Karoliina Grohn

It’s a warm day at TeenStreet (TS), and a group of four Finnish teens have found shade next to the conference hall. The pavement next to them is burning hot—on it a small solar cell pack is changing the mobile phone attached to it.

“A friend’s dad told her to bring it with her,” Eveliina (16) says, smiling. “She was nice enough to let us use it.”

Next to Eveliina are three of her church friends from home: Wilhelmiina (15), Elli (16) and Johannes (17). This is the fourth TS for the girls, and the sixth for Johannes.

Their home church is well-represented at TS with a total of 23 teens here for the week. For all of them, coming here has been a year-long process.

At the Free Church of Tampere, fundraising for TS is part of the church’s annual programme, and teens are encouraged to go to TS every year. Funds needed to go are raised by the youth themselves. The recipe is simple: cake and coffee.

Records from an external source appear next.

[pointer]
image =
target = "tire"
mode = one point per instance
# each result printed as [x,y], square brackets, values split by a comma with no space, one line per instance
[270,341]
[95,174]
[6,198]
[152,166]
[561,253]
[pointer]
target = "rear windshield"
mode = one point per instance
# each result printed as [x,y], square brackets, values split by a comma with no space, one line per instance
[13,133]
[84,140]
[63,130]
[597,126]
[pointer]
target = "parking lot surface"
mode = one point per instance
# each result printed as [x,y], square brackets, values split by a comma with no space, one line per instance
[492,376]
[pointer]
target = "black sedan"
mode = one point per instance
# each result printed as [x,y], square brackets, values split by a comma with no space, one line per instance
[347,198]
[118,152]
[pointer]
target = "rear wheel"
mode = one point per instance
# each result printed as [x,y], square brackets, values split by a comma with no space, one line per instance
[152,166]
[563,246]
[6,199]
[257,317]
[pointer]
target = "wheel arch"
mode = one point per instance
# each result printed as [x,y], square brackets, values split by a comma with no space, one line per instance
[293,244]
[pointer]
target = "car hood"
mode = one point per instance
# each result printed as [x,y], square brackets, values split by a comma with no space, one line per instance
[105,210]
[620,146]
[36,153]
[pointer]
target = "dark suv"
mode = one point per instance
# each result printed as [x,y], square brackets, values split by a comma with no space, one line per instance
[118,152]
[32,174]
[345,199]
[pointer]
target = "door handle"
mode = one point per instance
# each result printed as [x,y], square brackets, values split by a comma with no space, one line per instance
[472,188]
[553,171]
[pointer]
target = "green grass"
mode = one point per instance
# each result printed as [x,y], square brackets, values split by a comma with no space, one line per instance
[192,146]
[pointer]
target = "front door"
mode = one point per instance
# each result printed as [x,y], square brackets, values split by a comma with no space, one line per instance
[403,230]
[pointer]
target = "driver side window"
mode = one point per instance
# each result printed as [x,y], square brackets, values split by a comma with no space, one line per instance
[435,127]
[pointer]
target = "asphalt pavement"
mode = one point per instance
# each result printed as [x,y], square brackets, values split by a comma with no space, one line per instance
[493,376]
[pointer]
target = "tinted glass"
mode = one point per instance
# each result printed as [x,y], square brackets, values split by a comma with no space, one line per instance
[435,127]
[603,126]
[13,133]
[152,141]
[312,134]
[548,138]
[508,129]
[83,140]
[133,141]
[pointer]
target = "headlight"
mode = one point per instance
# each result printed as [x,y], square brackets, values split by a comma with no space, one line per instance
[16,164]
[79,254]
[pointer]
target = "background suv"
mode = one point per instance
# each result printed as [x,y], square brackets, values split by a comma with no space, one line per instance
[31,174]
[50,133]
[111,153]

About seven to eight times a year, the teens organise coffee time for congregants after the Sunday service. They make plans as to what to offer with the coffee (cinnamon buns, brownies, even a full meal), they cook, they bake, and they run the kitchen and the fellowship hall on Sunday.

The master minds behind it all: the moms. Ideas for the menu, even the recipes, come from the mothers, and all is communicated to the teens through a WhatsApp group. If you don’t know when it’s your turn to operate the coffee maker, a mom will know.

“On the TS coffee Sunday, a few of us go to the front of the church to talk about going to TS and invite people to coffee afterwards,” Johannes explains.

“And, of course, we try to think of some ‘touching’ story from one of the previous TeenStreets,” he adds with a grin.

Wilhelmiina continues, “During coffee we encourage people to ask us questions about TS. It’s been fun to get to know people in our church while talking to them.”

There is a voluntary fee for the coffee.

This year the money earned pouring coffee and serving snacks covered the cost of conference fees and travel in Germany for all 23 teens in attendance. Each teen only paid out of pocket for their flights from Finland to Germany.

As a bonus, the year-long coffee project provided an opportunity for the teens to spend time with and get to know another better before travelling to Germany together.